Nel 1998 l’EMEA (Agenzia Europea per la Valutazione dei Prodotti Farmaceutici) ha emanato la “Note for Guidance on General Considerations for Clinical Trials” ammettendo negli studi clinici le donne in età fertile solo con l’uso di contraccettivi. Sempre l’EMEA nel 2003, a seguito del contributo di un gruppo di lavoro che includeva ricercatrici e rappresentanti delle aziende farmaceutiche provenienti da tutta Europa (XX group), ha pubblicato la “Note for Guidance on the Clinical Development of HIV-Medical Products” raccomandando di elaborare protocolli di studio che
garantiscano la comparazione tra i sessi, con la garanzia di una partecipazione statisticamente significativa di donne ed una formazione medica adeguata.

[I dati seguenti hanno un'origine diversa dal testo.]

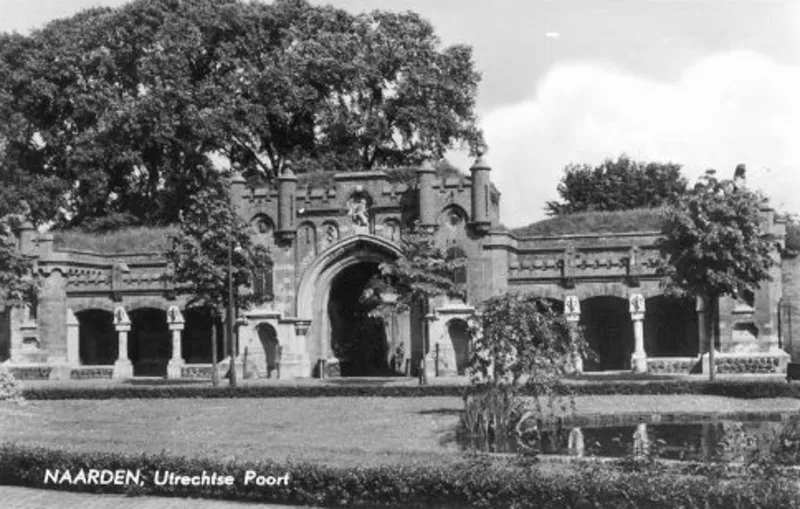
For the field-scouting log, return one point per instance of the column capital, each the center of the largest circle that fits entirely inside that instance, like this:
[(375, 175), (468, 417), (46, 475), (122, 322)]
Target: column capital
[(572, 308), (636, 305), (121, 318)]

Nell’ordinamento giuridico italiano manca un esplicito riferimento alla condizione femminile nell’ambito della sperimentazione clinica. Nel decreto legislativo del 24 giugno 2003 n. 211, attuazione della direttiva 2001/20/CE relativa all’applicazione della buona pratica clinica nell’esecuzione delle sperimentazioni cliniche di medicinali per uso clinico, all’art. 1 comma 2 si parla di tutela dei soggetti della sperimentazione, con particolare riferimento agli adulti incapaci di dare il proprio consenso informato e ai minori, ma nessun riferimento esplicito alle donne. La nuova normativa sui Requisiti minimi per l’istituzione, l’organizzazione e il funzionamento dei Comitati etici per le sperimentazioni cliniche dei medicinali (decreto ministeriale 12 maggio 2006) non specifica che vi debba essere una rappresentanza equilibrata di entrambi i sessi.

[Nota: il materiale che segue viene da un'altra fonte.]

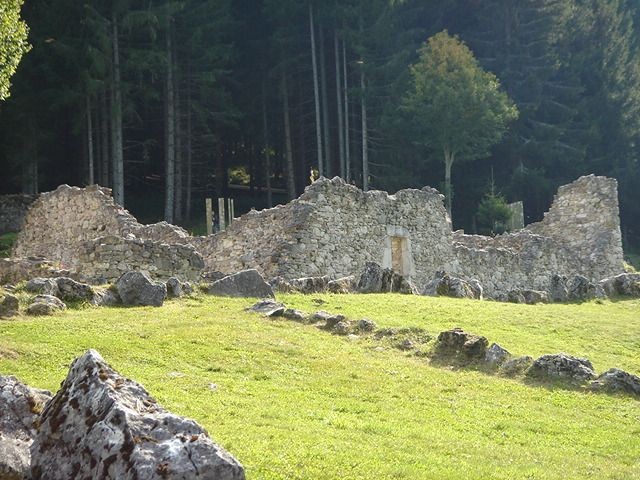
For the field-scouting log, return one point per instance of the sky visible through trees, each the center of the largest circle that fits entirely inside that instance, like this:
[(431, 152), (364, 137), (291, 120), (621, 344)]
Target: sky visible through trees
[(172, 101)]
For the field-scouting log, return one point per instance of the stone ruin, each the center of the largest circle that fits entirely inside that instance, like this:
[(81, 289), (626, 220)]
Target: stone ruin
[(84, 231), (333, 230)]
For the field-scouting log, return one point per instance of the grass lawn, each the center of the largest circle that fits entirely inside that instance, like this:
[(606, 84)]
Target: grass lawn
[(294, 402)]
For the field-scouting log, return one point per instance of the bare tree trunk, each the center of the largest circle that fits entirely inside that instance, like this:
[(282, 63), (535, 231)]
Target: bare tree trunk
[(105, 118), (316, 92), (170, 137), (347, 120), (336, 53), (365, 134), (449, 157), (267, 148), (179, 173), (116, 126), (291, 182), (90, 160), (189, 147), (325, 107)]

In Italia, secondo i dati dell'AIFA (Agenzia Italiana del Farmaco), la popolazione femminile è pochissimo rappresentata nelle sperimentazioni dei farmaci di Fase I e II, e quasi del tutto esclusa da quelle di Fase IV, cioè le analisi condotte sui pazienti dopo che il farmaco è stato messo in commercio. Tuttavia qualcosa si sta muovendo anche in Italia: dopo l'insediamento nel 2007 presso il Ministero della Salute della 'Commissione Salute delle Donne', nel 2008 l'Istituto Superiore di Sanità ha dato avvio a un progetto strategico incentrato sull'impatto delle terapie a seconda del genere, al fine di arrivare a cure più appropriate e ottenere risparmi per il Servizio Sanitario Nazionale. Nel 2010 poi, nel "Primo rapporto sui lavori della Commissione Salute delle Donne" è stata fatta una fotografia generale sulla salute delle donne cercando di diffondere principi fondamentali, quali la necessità di valutare sempre le differenze di genere negli studi scientifici anche mediante l'utilizzo di modelli di malattia adeguatamente trasferibili in prospettive di genere, modelli sperimentali appropriati per esperimenti in vitro ed in vivo (ad esempio il tipo/sesso degli animali o delle cellule scelte), l'arruolamento delle donne negli studi clinici in particolare per studio dei farmaci in fase clinica I e II. Tali iniziative governative sembrano finalmente manifestare una maggiore attenzione e considerazione della specificità di genere nella sperimentazione farmacologica.